もしかしたら誤って消してしまったのかもしれないと思うと、綾香はそれ以上考えなかった。


 いつものようにノックもせずに妹が部屋を訪れた。


「おねーちゃん」


「ん、なに?」


 ベッドでうつ伏せになっていた綾香が顔だけをユリカへ向ける。


「前さイヴさんうちに泊まったじゃん」


「うん」


「また来ないの?」


「うーん、イヴんとこ今おじいちゃんが来てるらしいし、しばらくはないんじゃない?」


「そっか……」


 何故かシュンとする妹。

綾香は一瞬まさかと思ったが、そもそもユリカとイヴには接点はない。

あのお泊まりのときに顔を合わせただけで、それ以降は顔を合わせたことがないはず。


「でも、なんで?」


「んー、また泊りにこないかなぁって」


「だから、なんで?」


「えー、イヴさん可愛いし綺麗だし、また逢いたいなーって」


 なんだか妹が乙女チックな顔をしている気がする。

妹はまだ13歳ではある。しかしそれは恋を知らぬ年というわけではない。

もしかしたら、もしかしたら、と思う。

姉だから、同じ血を引いているからこその直観。


「ユリカ、イヴのこと好きなの?」


 恐る恐る聞く。


「うん。好き。少なくともおねーちゃんの100億倍は好き」


「えぇ……」


「ま、いいや。おねーちゃん今度またイヴさん誘いなよ。誘ったらユリカにも教えてね」


「わ、わかった」


「絶対誘ってよ!」



 バタン。


 妹が去っていく。しかしまぁ何故そこまでイヴに執着するのかと思う。


(ユリカ……いや、でもまさかな……こんどパソコンになにがあるのか見てやろう……)


 再び枕に顔を突っ伏してスマホをいじりだす綾香。


 部屋へと戻ったユリカはスリープ状態にしていたパソコンを起こすと、画像のフォルダを開いた。

フォルダ名は『E』

フォルダの中には何枚ものサムネイルが並べられている。

一枚をクリックすると、モニターには拡大されたイヴの写真が写る。


 姉のスマホからユリカのスマホへ。そこからさらにパソコンへと転送したものである。


「あぁ、可愛いなぁ……綺麗だなぁ……ハァ……ハァ」


 ユリカ自身気付かぬうちにその吐息に熱がこもる。

じっくりと写真を眺め、また次の一枚を眺め。それらを繰り返し終わったら、また最初の一枚へ。
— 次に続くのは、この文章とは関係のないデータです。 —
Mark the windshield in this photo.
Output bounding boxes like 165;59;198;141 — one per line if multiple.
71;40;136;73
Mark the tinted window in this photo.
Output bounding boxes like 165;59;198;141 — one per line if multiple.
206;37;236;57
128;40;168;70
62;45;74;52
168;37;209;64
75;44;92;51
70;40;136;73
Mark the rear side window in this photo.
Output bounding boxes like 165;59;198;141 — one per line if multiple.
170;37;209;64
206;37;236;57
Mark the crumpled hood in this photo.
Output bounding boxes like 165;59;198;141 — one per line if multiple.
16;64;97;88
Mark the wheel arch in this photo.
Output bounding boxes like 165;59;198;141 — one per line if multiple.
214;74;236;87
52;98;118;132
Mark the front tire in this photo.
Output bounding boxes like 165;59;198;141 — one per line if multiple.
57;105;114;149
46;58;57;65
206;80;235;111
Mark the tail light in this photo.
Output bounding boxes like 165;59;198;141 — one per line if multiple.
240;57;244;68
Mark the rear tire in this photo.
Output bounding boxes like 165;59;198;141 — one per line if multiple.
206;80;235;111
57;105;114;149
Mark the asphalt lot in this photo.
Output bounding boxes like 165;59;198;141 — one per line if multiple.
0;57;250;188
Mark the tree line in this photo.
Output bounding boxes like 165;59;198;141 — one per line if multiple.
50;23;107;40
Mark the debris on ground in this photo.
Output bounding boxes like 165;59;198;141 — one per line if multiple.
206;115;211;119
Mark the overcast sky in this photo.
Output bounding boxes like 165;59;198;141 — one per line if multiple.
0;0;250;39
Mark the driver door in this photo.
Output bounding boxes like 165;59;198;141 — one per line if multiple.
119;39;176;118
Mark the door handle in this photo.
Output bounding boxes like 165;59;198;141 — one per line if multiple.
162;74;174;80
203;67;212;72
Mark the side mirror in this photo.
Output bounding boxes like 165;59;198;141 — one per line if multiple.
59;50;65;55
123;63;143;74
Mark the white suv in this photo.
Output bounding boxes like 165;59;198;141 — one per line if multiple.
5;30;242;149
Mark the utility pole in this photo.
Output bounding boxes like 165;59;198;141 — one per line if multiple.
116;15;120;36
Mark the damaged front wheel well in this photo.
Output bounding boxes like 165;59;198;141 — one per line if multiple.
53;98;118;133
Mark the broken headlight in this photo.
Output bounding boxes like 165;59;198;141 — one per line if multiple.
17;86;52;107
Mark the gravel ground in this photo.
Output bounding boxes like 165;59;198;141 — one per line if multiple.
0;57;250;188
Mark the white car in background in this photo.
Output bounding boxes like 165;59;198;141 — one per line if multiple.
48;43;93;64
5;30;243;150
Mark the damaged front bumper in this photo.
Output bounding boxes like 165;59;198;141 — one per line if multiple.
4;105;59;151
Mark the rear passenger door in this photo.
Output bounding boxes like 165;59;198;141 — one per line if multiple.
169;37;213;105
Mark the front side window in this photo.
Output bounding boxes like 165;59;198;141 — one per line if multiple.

「いけない身体してるよねぇ、イヴさん……ハァ……そりゃおねーちゃんだって写真撮りたくなるよね……」


 写真を眺め終えると、ユリカはベッドへともぐる。


「イヴさん、また来ないかな……また一緒にお風呂はいれないかな……」


 もし次きたら――その時は。


「いっぱいいっぱいあそびたいな。イヴさんといっぱいいっぱいあそんで……夜になっても絶対寝ないの……」


 爛々とした目が輝く。


「ハァ……ハァ……」


 暗くなった部屋にはユリカの息の音だけが静かに聞こえていた。